Places to Intervene, The Crypt, Bethnal Green, London, August 20 - 22, 2021
DIALOGUES WITH ECOLOGIES: AN ART-RESEARCH EXHIBITION FURTHER INFORMATION: https://linktr.ee/placestointervene
A group show in Bethnal Green’s Crypt Gallery with Catherine Herbert, Lumen, Katherine Pogsun, Becky Lyon, Phil Barton
Inspired by Donella Meadows’ seminal text: Leverage Points: Places to Intervene in a System, 1997
Five creative practitioners and an experimental exhibition of research, participatory artworks and inquiries-in-progress. This project originates in a reading group of UAL postgraduates and alumni, exploring ‘other-than-human’ theory.
Taking systems-thinker Donella Meadows’ 1999 article Leverage points: Places to intervene in a system1 as a critical and curatorial stimulus, each artist responds by researching aspects of a renewed relationship with nature through diverse practices.

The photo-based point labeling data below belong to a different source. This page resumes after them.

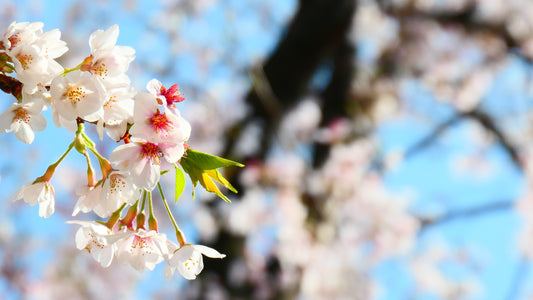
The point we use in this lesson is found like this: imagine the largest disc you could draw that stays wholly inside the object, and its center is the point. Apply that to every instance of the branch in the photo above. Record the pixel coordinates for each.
(484, 119)
(467, 213)
(489, 124)
(10, 85)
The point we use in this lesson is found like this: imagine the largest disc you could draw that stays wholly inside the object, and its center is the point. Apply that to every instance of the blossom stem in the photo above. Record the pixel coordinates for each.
(52, 168)
(152, 222)
(114, 217)
(105, 165)
(179, 233)
(141, 217)
(90, 170)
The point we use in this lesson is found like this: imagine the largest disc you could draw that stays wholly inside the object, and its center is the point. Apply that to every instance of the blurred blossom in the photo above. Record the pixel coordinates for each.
(430, 278)
(300, 123)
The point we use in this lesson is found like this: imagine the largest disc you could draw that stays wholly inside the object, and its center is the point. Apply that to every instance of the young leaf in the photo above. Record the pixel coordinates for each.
(201, 167)
(206, 161)
(180, 183)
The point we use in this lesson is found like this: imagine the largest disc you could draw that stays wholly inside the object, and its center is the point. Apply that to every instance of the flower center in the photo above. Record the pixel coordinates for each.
(117, 183)
(21, 115)
(109, 103)
(99, 69)
(160, 122)
(14, 40)
(93, 243)
(151, 152)
(75, 93)
(191, 263)
(25, 60)
(144, 244)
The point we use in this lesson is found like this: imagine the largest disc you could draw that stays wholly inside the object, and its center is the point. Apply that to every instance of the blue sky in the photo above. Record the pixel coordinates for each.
(492, 237)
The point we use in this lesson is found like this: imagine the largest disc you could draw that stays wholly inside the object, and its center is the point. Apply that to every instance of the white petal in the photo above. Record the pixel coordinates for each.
(23, 132)
(46, 209)
(38, 122)
(154, 87)
(209, 252)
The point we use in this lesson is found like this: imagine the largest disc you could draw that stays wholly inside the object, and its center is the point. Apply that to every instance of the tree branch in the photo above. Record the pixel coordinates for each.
(10, 85)
(467, 213)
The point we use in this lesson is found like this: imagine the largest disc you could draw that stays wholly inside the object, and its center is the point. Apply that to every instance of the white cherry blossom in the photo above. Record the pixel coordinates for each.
(23, 119)
(143, 160)
(76, 95)
(39, 192)
(117, 112)
(109, 60)
(156, 126)
(107, 196)
(142, 249)
(97, 239)
(21, 34)
(188, 260)
(168, 96)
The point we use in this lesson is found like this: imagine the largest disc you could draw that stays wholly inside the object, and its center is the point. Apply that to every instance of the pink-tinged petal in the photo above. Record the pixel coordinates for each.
(103, 256)
(6, 118)
(209, 252)
(46, 209)
(38, 122)
(172, 153)
(125, 154)
(23, 132)
(149, 177)
(82, 238)
(104, 39)
(169, 272)
(20, 193)
(145, 107)
(154, 87)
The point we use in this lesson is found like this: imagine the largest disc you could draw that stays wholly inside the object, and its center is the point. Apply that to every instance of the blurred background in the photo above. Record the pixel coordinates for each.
(387, 147)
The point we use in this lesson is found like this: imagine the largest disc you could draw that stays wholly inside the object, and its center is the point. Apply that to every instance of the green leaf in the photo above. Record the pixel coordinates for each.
(209, 162)
(202, 168)
(180, 183)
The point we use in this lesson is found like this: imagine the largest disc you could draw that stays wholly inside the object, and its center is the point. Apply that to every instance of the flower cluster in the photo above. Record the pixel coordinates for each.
(98, 92)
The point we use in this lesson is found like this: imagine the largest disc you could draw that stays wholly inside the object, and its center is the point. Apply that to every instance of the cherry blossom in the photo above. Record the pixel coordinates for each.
(38, 192)
(188, 260)
(169, 96)
(97, 239)
(108, 60)
(107, 196)
(143, 160)
(156, 126)
(76, 96)
(117, 112)
(22, 33)
(142, 249)
(23, 119)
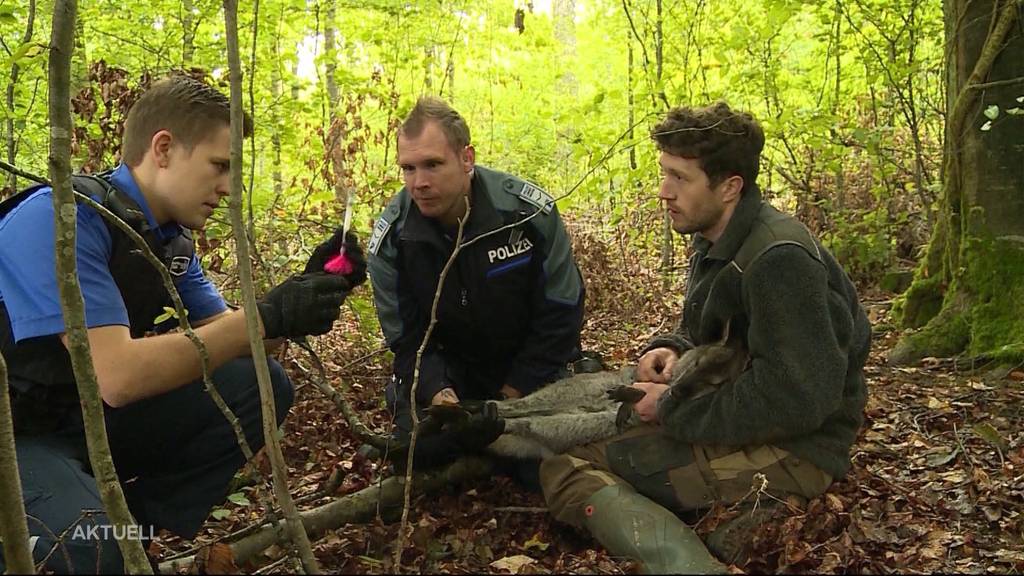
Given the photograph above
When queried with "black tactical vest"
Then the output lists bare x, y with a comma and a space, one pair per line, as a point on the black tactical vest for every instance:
42, 383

In the year of COP26, when the implications of human generated climate emergency are ever clearer, and ‘zoonotic’ diseases point to the friction between humans and others sharing a finite living space, we scope out different ways to recalibrate human understanding, empathy and relationship with the natural world. To become more ‘eco-logical’2.
“Goals, power structures, rules and cultures” are the creators of systems of human behaviour, according to Meadows. Humans have instinctive awareness of the leverage points within these systems, the nodes where intervention is possible. And we almost as unerringly push the levers in the wrong direction.
Community engagement, citizen science, conservation, critical anthropomorphism and ‘multi-species-becoming-with’3, are all engaged through a sensory approach which seeks to turn things inside out and bring the outside in. Visitors will explore artworks and participate in events both inside the gallery space and outside in the Museum Garden and local nature reserves.
Bonner’s Mullbery Tree, Looped Video Installation, The Crypt, St John at Bethnal Green
A looped projection of a site in Bethnal Green sealed off and marked for development which is home to an iconic 500-year-old Mulberry tree. The tree has been subject to a high-profile campaign, saving it from the danger of being moved to another site.